Segundo a narrativa grega, o bem mais elevado e o grande propósito da atividade humana é a

eudaimonia – em geral traduzida como “felicidade” ou “bem-estar”, mas que significa

literalmente “o estado de ser habitado por um bom daemon, um bom espírito”. Então, a

questão mais importante não é “Qual a coisa certa a fazer [em tais e tais circunstâncias]?”,

mas “Qual a melhor maneira de viver?”. De acordo com Aristóteles, a essência do homem é a

capacidade de raciocinar – em especial, usar a razão prática para determinar a melhor forma

de viver. A eudaimonia consiste no “exercício ativo das faculdades da alma [isto é, a atividade

racional] em conformidade com a virtude ou excelência moral”. Viver virtuosamente é uma

questão de ser ou tornar-se o tipo de pessoa que, pela aquisição de sabedoria através da

formação e da prática adequadas, comporta-se habitualmente da maneira apropriada nas

circunstâncias apropriadas. Em outras palavras, o tipo certo de caráter e temperamento,

natural ou adquirido, produz o tipo certo de comportamento. Essa concepção não perdeu

absolutamente nada de sua força ao longo de mais de dois mil anos.

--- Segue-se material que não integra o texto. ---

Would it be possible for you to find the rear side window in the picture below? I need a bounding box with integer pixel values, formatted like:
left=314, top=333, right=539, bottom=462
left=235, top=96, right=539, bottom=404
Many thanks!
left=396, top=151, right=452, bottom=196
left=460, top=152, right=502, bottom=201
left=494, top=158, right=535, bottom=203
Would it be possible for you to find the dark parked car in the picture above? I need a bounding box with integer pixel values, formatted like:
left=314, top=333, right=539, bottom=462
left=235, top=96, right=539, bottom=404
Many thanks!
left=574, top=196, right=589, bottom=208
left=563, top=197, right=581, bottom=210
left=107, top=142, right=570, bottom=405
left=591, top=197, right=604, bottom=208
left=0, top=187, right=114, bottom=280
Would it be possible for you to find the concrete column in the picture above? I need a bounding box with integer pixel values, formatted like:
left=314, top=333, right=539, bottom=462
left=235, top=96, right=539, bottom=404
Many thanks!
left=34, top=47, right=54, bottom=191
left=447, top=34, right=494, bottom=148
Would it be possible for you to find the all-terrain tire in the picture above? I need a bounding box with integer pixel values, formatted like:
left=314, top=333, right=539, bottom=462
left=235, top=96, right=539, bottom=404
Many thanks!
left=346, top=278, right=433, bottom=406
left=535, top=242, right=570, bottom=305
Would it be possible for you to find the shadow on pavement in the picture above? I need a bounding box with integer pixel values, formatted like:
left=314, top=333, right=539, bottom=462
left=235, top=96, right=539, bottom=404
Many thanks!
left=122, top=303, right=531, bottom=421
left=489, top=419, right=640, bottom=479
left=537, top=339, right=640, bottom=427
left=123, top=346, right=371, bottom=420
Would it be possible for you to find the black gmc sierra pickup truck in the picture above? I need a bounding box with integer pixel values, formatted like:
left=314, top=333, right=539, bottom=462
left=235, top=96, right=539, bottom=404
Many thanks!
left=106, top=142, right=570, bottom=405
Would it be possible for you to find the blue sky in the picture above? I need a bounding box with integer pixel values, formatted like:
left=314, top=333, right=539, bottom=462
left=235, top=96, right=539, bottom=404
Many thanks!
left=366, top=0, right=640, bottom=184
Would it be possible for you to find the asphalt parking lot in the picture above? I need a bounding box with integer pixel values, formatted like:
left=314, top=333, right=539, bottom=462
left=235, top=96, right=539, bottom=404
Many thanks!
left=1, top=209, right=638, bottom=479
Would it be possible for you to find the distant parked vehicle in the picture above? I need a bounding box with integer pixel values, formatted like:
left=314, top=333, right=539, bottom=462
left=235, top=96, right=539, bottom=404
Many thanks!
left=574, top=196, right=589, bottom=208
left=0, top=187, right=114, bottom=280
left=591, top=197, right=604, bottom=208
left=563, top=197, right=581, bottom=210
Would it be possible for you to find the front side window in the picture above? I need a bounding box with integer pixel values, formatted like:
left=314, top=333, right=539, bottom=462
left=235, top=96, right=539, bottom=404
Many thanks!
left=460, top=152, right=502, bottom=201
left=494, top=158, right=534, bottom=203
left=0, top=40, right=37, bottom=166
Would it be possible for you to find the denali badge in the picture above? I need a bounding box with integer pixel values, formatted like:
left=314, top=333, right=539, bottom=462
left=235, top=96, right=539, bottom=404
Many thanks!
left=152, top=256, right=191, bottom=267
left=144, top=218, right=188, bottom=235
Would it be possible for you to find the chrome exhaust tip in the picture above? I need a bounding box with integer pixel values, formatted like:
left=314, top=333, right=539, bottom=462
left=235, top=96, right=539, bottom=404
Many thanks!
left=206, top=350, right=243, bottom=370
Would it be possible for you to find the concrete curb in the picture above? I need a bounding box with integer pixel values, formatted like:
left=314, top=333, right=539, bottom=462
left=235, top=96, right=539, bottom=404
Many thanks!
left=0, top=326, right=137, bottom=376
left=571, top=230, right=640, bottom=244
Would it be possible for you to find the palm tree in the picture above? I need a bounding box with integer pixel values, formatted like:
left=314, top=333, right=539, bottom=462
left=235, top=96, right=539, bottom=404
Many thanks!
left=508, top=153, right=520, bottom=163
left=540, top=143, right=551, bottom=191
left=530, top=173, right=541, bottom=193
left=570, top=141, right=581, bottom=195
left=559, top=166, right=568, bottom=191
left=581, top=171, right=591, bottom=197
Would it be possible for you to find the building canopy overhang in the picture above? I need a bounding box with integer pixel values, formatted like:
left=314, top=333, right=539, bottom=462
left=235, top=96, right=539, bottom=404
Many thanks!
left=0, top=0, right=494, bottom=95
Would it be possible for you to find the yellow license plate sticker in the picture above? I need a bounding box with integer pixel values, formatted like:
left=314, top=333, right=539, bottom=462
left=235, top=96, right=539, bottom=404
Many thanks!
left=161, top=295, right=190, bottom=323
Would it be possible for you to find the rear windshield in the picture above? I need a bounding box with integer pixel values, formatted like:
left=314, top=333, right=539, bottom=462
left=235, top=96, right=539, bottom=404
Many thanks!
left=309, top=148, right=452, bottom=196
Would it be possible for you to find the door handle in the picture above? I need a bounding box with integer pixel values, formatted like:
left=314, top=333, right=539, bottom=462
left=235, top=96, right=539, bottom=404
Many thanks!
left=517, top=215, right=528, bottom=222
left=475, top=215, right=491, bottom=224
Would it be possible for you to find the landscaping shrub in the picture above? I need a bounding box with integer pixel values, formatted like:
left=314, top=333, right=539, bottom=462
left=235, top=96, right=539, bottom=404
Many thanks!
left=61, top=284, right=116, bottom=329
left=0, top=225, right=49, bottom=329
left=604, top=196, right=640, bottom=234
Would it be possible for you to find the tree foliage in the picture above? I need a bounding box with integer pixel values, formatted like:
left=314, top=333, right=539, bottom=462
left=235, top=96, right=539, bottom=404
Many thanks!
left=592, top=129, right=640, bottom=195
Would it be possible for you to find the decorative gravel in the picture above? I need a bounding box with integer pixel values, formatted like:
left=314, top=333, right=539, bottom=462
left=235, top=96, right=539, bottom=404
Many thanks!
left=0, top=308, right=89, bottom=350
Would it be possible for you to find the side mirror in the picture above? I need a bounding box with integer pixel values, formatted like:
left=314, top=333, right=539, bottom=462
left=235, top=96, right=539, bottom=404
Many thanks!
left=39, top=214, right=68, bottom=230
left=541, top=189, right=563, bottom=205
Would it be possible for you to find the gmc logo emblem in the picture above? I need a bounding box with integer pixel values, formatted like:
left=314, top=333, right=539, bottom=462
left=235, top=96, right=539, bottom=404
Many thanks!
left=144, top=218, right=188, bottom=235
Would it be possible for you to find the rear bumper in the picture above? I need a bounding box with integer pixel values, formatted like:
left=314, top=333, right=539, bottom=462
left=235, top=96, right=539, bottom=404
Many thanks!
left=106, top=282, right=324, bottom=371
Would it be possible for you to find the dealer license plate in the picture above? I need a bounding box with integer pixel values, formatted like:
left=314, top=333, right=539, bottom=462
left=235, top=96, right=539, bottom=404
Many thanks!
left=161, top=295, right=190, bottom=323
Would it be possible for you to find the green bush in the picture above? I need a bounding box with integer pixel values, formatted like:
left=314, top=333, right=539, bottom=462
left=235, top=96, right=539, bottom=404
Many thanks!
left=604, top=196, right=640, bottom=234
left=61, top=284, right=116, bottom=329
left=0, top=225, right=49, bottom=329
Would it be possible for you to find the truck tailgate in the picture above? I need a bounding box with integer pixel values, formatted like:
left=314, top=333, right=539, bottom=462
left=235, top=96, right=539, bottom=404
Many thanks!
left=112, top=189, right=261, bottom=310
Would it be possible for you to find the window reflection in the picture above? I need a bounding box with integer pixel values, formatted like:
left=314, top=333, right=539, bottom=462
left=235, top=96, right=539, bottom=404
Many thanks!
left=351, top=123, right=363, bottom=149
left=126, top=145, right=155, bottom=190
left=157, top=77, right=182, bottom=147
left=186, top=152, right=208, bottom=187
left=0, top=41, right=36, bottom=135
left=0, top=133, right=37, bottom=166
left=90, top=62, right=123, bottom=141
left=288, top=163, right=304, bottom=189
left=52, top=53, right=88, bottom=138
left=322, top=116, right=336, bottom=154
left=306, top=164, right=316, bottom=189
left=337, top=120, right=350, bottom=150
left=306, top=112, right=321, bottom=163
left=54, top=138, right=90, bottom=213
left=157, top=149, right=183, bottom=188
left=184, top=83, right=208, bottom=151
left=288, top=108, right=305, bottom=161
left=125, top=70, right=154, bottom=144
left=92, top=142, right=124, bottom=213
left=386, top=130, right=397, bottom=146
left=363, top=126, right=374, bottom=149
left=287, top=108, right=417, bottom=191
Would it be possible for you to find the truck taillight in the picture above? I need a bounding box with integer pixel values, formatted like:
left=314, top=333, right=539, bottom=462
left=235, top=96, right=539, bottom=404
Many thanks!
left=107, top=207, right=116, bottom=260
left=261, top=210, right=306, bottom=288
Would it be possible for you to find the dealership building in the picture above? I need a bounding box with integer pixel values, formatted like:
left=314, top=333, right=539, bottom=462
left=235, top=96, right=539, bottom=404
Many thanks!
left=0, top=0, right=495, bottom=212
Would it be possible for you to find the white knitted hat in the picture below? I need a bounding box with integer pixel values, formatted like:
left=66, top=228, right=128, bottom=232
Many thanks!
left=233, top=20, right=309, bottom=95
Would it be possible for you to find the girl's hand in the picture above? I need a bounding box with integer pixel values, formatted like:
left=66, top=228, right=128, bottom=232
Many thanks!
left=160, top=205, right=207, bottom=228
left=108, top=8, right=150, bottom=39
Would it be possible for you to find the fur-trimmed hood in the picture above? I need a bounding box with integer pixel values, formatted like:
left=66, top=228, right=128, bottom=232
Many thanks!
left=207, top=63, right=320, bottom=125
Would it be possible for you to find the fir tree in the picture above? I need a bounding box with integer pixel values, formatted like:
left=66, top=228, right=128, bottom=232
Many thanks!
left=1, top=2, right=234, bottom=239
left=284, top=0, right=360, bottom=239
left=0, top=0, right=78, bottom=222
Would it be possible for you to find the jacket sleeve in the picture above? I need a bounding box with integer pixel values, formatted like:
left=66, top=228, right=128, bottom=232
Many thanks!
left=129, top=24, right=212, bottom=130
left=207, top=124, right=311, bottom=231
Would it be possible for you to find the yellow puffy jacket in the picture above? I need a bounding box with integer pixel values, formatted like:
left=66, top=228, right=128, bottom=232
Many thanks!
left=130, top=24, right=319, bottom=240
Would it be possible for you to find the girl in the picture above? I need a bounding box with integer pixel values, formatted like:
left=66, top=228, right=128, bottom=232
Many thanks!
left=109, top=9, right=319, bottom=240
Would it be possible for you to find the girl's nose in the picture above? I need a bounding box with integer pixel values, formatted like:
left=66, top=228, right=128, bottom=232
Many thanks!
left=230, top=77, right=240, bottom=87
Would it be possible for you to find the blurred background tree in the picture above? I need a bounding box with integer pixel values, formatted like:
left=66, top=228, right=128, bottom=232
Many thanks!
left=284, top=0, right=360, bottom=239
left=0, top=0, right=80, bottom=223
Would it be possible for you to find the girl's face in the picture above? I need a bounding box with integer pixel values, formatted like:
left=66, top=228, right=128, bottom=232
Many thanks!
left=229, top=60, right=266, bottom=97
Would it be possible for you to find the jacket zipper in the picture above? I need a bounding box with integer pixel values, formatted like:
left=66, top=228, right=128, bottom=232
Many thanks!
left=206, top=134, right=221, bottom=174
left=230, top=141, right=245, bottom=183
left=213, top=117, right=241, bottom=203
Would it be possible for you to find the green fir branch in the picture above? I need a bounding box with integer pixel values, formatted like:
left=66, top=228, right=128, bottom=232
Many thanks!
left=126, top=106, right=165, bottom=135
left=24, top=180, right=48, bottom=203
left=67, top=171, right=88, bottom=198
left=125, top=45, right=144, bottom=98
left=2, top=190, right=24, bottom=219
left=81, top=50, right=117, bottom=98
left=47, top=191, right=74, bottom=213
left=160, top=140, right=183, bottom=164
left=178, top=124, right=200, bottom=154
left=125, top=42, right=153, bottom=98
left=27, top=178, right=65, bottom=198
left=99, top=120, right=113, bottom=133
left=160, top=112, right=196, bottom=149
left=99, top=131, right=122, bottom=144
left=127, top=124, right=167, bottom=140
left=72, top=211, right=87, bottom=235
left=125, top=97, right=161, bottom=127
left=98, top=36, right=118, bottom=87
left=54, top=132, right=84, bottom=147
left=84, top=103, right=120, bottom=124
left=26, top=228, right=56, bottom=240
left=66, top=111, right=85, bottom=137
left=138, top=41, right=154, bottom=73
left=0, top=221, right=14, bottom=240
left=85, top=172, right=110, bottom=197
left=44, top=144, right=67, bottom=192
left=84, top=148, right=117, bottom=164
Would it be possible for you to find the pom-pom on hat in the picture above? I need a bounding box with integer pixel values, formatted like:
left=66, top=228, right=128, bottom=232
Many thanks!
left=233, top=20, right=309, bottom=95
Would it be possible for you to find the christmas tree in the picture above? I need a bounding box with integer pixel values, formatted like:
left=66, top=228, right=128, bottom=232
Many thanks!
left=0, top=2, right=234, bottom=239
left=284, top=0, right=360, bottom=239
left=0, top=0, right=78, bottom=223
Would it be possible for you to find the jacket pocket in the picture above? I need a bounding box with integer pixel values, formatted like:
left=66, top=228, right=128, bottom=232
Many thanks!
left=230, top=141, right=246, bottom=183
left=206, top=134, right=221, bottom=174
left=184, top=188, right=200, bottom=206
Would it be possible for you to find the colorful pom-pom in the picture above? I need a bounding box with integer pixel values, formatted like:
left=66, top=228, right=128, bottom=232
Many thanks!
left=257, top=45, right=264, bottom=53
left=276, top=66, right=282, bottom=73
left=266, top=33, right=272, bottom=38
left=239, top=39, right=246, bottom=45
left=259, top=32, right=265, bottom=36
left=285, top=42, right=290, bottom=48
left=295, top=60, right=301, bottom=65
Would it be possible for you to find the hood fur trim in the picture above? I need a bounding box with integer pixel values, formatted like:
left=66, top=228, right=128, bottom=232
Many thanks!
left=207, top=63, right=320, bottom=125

Aluno e mestre Às vezes se diz, de forma simplista, que a filosofia de Aristóteles se

desenvolveu como reação à de seu professor, Platão.

Na verdade, a relação entre os dois é bastante complexa. O jovem filósofo era mais

sistemático do que seu mestre e tinha uma gama de interesses muito mais ampla,

tendo feito contribuições significativas e frequentemente fundamentais em física,

biologia, psicologia, política, ética, metafísica, retórica, estética, lógica, entre

outras. Enquanto Platão tinha a cabeça (quase literalmente) nas nuvens, Aristóteles

tinha os pés firmemente fincados no chão; enquanto Platão era abstrato e

visionário, propondo um reino transcendental de realidade derradeira onde apenas


o conhecimento verdadeiro é alcançável, Aristóteles era teimosamente concreto,

realista. Sempre respeitoso em relação ao senso comum, bastava-lhe a realidade do

mundo normal, insistindo em que o conhecimento genuíno pode ser adquirido aqui

(e somente aqui) pela investigação e pelo estudo diligente. Ele era incansavelmente

empírico e prático em seus métodos: reunia evidências; ordenava-as e classificavaas

cuidadosamente; submetia-as à análise metódica e sistemática; e então, de modo

racional, lógico e judiciosamente indutivo, tirava conclusões generalizadas à luz de

suas investigações.

A síntese escolástica A influência de Aristóteles se manteve por vários séculos após

sua morte graças à sua própria escola, o Liceu, e às obras de vários editores e

comentadores, mas seu legado sumiu de vista em 529, quando o imperador

Justiniano fechou as escolas pagãs de Atenas e Alexandria. O ressurgimento do

interesse pela obra de Aristóteles no Ocidente durante a Idade Média foi estimulado

inicialmente pelas traduções de textos árabes para o latim, especialmente os de

Avicena e de Averróis. Então, devido principalmente ao esforço de dois frades

dominicanos – Alberto Magno e seu pupilo Tomás de Aquino –, é que Aristóteles

se tornou um dos pilares das florescentes universidades europeias.

Em parte como reação às abstrações dos teólogos neoplatônicos, Tomás de Aquino

decidiu formular uma única filosofia que adaptasse muitos aspectos do

racionalismo aristotélico à teologia cristã.